Metabolic energy metabolism in diabetes: therapeutic implications.

Diabetic alterations of myocardial metabolism result mainly from malfunctions of acetyl-coenzyme A carboxylase, carnitine-palmitoyl-transferase-I and pyruvate-dehydrogenase inducing an overshoot of fatty acid oxidation that inhibits glucose oxidation. Gene expression of pyruvate-dehydrogenase and glucose transporters and depression of the third step of the mitochondrial respiratory chain also contribute to the diabetic alterations of myocardial metabolism. Ischaemic cardiovascular alterations are common and treatment is rarely successful in cases of diabetes since fatty acid oxidation is the costliest metabolic pathway for oxygen. Thus, in diabetes, aerobic glycolysis gradually shifts to anaerobic glycolysis under ischaemia, with accumulation of lactate and acid metabolites that in turn induce myocardial deterioration, Animal experiments have demonstrated that elective depression of activity of carnitine-palmitoyl-transferase-I enzyme-activity promotes glucose oxidation and early rapid recovery of myocardial contractility, especially under diabetic conditions.

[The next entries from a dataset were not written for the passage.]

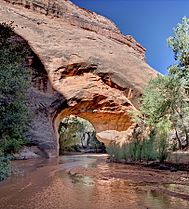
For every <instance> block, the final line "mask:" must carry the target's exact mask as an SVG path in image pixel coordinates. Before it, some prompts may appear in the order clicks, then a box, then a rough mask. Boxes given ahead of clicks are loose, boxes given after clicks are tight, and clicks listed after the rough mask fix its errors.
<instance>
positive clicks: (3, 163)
mask: <svg viewBox="0 0 189 209" xmlns="http://www.w3.org/2000/svg"><path fill="white" fill-rule="evenodd" d="M9 174H10V161H9V159H8V158H7V157H4V156H0V181H2V180H4V179H5V178H6V177H7V176H9Z"/></svg>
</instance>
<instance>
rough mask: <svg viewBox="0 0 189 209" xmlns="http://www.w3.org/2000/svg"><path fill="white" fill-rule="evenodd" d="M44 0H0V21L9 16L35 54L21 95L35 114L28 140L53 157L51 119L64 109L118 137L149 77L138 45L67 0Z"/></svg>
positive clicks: (54, 128) (109, 21)
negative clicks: (31, 79) (25, 84)
mask: <svg viewBox="0 0 189 209" xmlns="http://www.w3.org/2000/svg"><path fill="white" fill-rule="evenodd" d="M8 2H9V3H8ZM49 2H51V1H45V0H41V1H40V0H36V1H34V0H17V1H16V0H9V1H8V0H7V1H0V14H1V15H0V21H1V22H10V21H14V24H15V25H17V27H16V28H15V31H16V33H17V34H18V35H20V36H21V37H22V38H23V39H25V40H27V41H28V43H29V45H30V47H31V49H32V50H33V52H34V55H35V56H33V57H30V58H29V59H30V60H29V62H31V63H34V64H33V65H35V66H33V70H36V71H37V72H38V73H37V74H36V76H34V77H33V82H32V87H31V89H30V91H29V97H28V99H29V103H30V106H31V108H32V111H33V112H34V113H35V114H34V115H35V117H34V119H33V122H32V123H31V128H30V132H29V133H28V136H29V140H30V141H31V142H32V143H33V144H36V145H38V146H39V148H41V149H42V150H43V151H44V152H46V153H47V154H48V156H49V157H51V156H57V155H58V149H59V143H58V127H59V123H60V121H61V120H62V119H63V118H64V117H66V116H68V115H70V114H72V115H78V116H80V117H82V118H84V119H87V120H89V121H90V122H91V123H92V124H93V125H94V127H95V129H96V131H97V133H100V132H102V131H106V132H107V131H108V130H116V131H117V132H116V134H117V133H120V135H121V137H122V138H124V137H123V133H125V132H126V131H127V130H129V128H131V126H132V125H133V124H132V121H131V118H130V116H129V114H128V111H129V110H131V109H135V107H137V106H138V102H139V97H140V95H141V91H142V88H143V87H144V86H145V85H146V84H147V82H148V80H149V79H150V78H151V77H155V76H156V72H155V71H154V70H153V69H152V68H150V67H149V66H148V65H147V64H146V62H145V49H144V48H143V47H142V46H141V45H140V44H138V43H137V42H136V41H135V40H134V39H133V38H132V37H131V36H124V35H122V34H121V32H120V31H119V30H118V28H117V27H116V26H115V25H114V24H113V23H112V22H111V21H110V20H108V19H106V18H104V17H102V16H100V15H97V14H95V13H93V12H89V11H87V10H84V9H81V8H79V7H77V6H75V5H74V4H72V3H71V2H70V1H68V0H57V1H52V2H54V3H53V4H52V3H49ZM35 57H37V58H38V59H39V61H40V62H39V61H37V62H36V58H35ZM122 131H123V132H122ZM110 132H111V131H110ZM129 132H130V131H129ZM118 135H119V134H118Z"/></svg>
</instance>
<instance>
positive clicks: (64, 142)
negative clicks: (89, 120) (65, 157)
mask: <svg viewBox="0 0 189 209" xmlns="http://www.w3.org/2000/svg"><path fill="white" fill-rule="evenodd" d="M84 129H85V126H84V124H83V123H81V122H80V121H79V120H78V119H77V118H76V117H72V118H70V117H67V118H65V119H64V120H63V121H62V122H61V124H60V130H59V133H60V139H59V140H60V154H64V152H65V151H73V146H74V145H75V144H76V143H79V142H80V140H81V137H80V135H78V134H77V133H80V132H84Z"/></svg>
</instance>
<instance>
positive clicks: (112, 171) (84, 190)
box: [0, 154, 189, 209]
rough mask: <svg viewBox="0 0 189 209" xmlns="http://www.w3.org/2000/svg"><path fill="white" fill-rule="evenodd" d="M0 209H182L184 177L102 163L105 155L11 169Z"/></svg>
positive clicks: (2, 193) (186, 190)
mask: <svg viewBox="0 0 189 209" xmlns="http://www.w3.org/2000/svg"><path fill="white" fill-rule="evenodd" d="M12 166H13V175H12V176H11V177H9V178H8V179H7V180H5V181H3V182H1V183H0V209H147V208H148V209H169V208H170V209H179V208H180V209H181V208H182V209H188V208H189V174H188V173H187V172H180V171H178V172H170V171H160V170H155V169H150V168H146V167H142V166H133V165H125V164H115V163H108V162H107V155H105V154H103V155H97V154H84V155H68V156H60V157H59V158H58V159H53V160H26V161H15V162H13V163H12Z"/></svg>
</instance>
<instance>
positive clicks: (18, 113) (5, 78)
mask: <svg viewBox="0 0 189 209" xmlns="http://www.w3.org/2000/svg"><path fill="white" fill-rule="evenodd" d="M27 53H28V51H27V47H26V46H25V43H23V41H21V40H20V39H19V38H18V36H16V35H15V33H14V28H13V26H12V24H6V23H1V24H0V121H1V123H0V149H1V150H2V151H3V152H4V153H5V154H6V153H11V152H16V151H18V150H19V149H20V148H21V146H22V145H23V144H24V143H25V141H26V140H25V135H26V131H27V125H28V123H29V121H30V117H31V116H30V112H29V110H28V107H27V105H26V95H27V89H28V88H29V82H30V80H31V77H30V76H31V75H30V71H29V70H28V69H27V68H26V67H24V65H23V64H24V61H25V58H26V56H27Z"/></svg>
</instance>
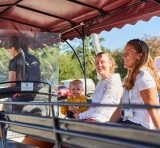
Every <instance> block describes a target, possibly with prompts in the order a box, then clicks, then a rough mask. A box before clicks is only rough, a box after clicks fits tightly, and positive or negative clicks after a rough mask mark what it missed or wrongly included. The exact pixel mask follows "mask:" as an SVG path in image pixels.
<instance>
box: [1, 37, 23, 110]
mask: <svg viewBox="0 0 160 148" xmlns="http://www.w3.org/2000/svg"><path fill="white" fill-rule="evenodd" d="M20 46H21V41H20V38H19V37H18V36H15V35H12V36H9V37H7V38H6V40H5V42H4V48H5V49H6V50H7V51H8V52H9V55H10V57H11V60H10V61H9V76H8V79H9V82H10V81H23V80H24V77H25V58H24V53H23V51H22V49H21V48H20ZM8 87H20V83H18V82H15V83H12V82H11V83H8ZM20 95H21V94H20V93H15V94H14V95H8V96H7V98H5V99H4V101H12V100H13V99H14V98H16V97H19V96H20ZM15 106H16V105H7V104H4V105H3V106H2V107H1V109H0V110H5V111H7V112H12V111H13V108H14V107H15Z"/></svg>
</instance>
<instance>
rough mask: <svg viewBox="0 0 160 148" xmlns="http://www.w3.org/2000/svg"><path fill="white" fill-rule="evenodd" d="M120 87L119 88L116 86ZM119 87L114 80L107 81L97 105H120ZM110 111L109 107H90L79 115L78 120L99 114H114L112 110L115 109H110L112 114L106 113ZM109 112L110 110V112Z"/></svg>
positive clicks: (120, 90)
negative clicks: (119, 103)
mask: <svg viewBox="0 0 160 148" xmlns="http://www.w3.org/2000/svg"><path fill="white" fill-rule="evenodd" d="M118 85H120V86H118ZM119 87H121V84H117V81H115V80H114V79H113V80H112V81H109V82H108V83H107V85H106V87H105V88H102V89H104V92H103V95H102V96H101V97H100V98H99V102H98V103H99V104H119V103H120V97H121V94H122V91H121V90H120V89H119ZM106 108H107V109H108V110H110V109H111V107H90V109H89V110H87V111H85V112H83V113H80V114H79V116H80V119H88V118H95V117H97V116H99V115H101V114H112V113H113V112H114V109H116V107H112V112H107V109H106ZM110 111H111V110H110Z"/></svg>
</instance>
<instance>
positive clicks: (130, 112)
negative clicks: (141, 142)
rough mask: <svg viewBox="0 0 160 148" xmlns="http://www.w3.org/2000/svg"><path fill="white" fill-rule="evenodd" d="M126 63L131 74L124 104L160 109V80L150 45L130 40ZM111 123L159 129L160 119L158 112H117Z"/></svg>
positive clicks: (139, 111) (126, 58)
mask: <svg viewBox="0 0 160 148" xmlns="http://www.w3.org/2000/svg"><path fill="white" fill-rule="evenodd" d="M123 59H124V67H125V68H127V70H128V74H127V77H126V79H125V81H124V93H123V96H122V100H121V103H122V104H141V105H159V99H158V91H160V80H159V78H158V75H157V72H156V70H155V67H154V65H153V60H152V58H151V56H150V51H149V48H148V46H147V44H146V43H145V42H144V41H142V40H139V39H133V40H130V41H129V42H128V43H127V44H126V46H125V48H124V53H123ZM157 90H158V91H157ZM121 117H122V120H121ZM110 122H113V123H117V122H118V123H121V124H125V125H127V126H136V127H142V128H148V129H154V128H160V115H159V113H158V109H143V108H142V109H139V108H134V107H132V108H129V109H122V108H117V109H116V111H115V112H114V114H113V115H112V117H111V119H110Z"/></svg>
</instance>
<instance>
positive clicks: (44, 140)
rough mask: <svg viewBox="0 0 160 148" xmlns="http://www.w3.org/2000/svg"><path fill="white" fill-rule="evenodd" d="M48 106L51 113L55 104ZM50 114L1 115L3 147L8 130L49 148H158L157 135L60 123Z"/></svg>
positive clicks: (115, 125)
mask: <svg viewBox="0 0 160 148" xmlns="http://www.w3.org/2000/svg"><path fill="white" fill-rule="evenodd" d="M51 104H52V103H50V106H51V107H52V109H53V106H54V105H55V104H56V103H53V105H51ZM41 105H42V103H41ZM52 111H53V113H52V114H53V116H52V117H40V116H32V115H24V114H16V113H14V114H13V113H12V114H11V113H6V112H1V114H0V124H1V131H2V147H3V148H5V146H6V136H5V135H6V134H5V133H6V131H8V130H11V131H14V132H18V133H21V134H24V135H26V136H27V137H30V138H34V139H37V140H40V141H43V142H49V143H51V144H52V145H54V143H56V145H57V147H61V146H68V147H87V148H94V147H95V148H96V147H99V148H101V147H102V148H104V147H112V148H113V147H114V148H119V147H123V148H124V147H134V148H135V147H145V148H146V147H160V140H159V139H160V131H156V130H147V129H140V128H129V127H125V126H121V125H117V124H110V123H106V124H101V123H87V122H83V121H77V120H67V119H59V118H56V117H55V116H54V110H52ZM40 147H41V146H40Z"/></svg>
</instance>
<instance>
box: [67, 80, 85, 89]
mask: <svg viewBox="0 0 160 148" xmlns="http://www.w3.org/2000/svg"><path fill="white" fill-rule="evenodd" d="M77 84H82V86H83V82H82V81H81V80H78V79H76V80H73V81H71V82H70V84H69V88H70V87H71V86H72V85H77Z"/></svg>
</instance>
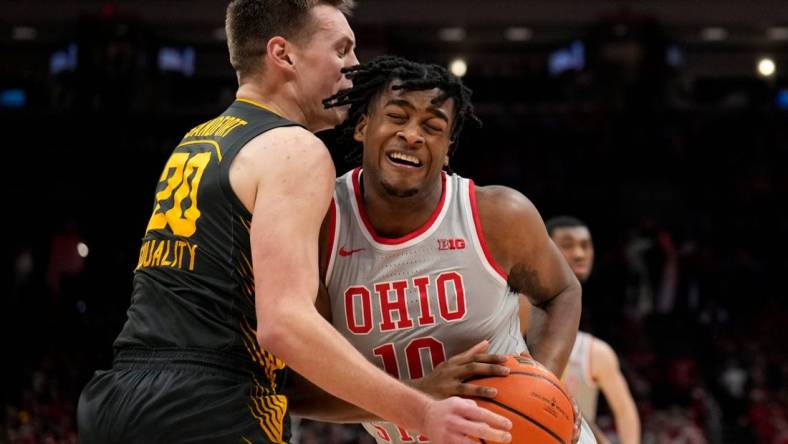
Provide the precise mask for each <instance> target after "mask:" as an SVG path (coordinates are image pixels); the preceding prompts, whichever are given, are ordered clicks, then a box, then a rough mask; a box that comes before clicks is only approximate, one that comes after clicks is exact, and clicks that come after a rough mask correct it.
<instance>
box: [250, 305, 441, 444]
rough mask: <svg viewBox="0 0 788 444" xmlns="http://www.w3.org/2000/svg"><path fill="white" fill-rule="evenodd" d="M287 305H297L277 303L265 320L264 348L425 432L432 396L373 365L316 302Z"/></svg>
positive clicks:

To reduce diabetic alterations of myocardial metabolism, anti-diabetic treatment must be switched to insulin during the acute ischaemic and post-ischaemic period of coronary diseases. Trimetazidine optimizes energy metabolism by selectively inhibiting action of the 3-ketoacyl-coenzyme A thiolase enzyme involved in beta-oxidation and inhibiting the overshoot of fatty oxidation. Trimetazidine, as the first 3-ketoacyl-coenzyme A thiolase inhibitor, therefore provides permanent myocardial cytoprotection in stable angina pectoris. However, in our experience, this beneficial anti-anginal effect is only observed in well-controlled situations.